On Saturday, the United States and Israel conducted strikes against Iran. By Monday, Iranian drones had targeted Saudi Arabia's Ras Tanura refinery, a global giant processing 550,000 barrels daily and a crucial diesel supplier to Europe. QatarEnergy ceased all LNG production. Brent crude prices surpassed $82 per barrel. Shipping through the Strait of Hormuz, vital for approximately 20% of global daily oil, has effectively halted. With gas prices nearing $3.15 per gallon and diesel futures soaring, the perennial question resurfaces: Why does the world's leading oil-producing nation remain vulnerable to events thousands of miles away? The explanation lies not in the oil fields, but in the pipelines, refineries, and the long-standing infrastructure choices we've neglected. For the trucking industry, which uses over 35 billion gallons of diesel annually, this is not merely a geopolitical event, but a matter of survival.

Day three: The Strait is closed, and the shelves are being watched.
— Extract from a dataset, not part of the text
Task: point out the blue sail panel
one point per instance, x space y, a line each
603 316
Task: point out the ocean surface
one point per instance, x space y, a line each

Early Saturday morning, February 28th, the U.S. and Israel executed coordinated airstrikes across Iran, hitting Tehran, Isfahan, Qom, and other significant cities. These strikes resulted in the deaths of Ayatollah Ali Khamenei and several high-ranking officials. President Trump stated the operation's objective was to dismantle Iran's nuclear program and disrupt its regional proxy networks.

Iran's retaliation was swift and more extensive than any prior response, with Tehran launching missiles and drones against U.S. interests.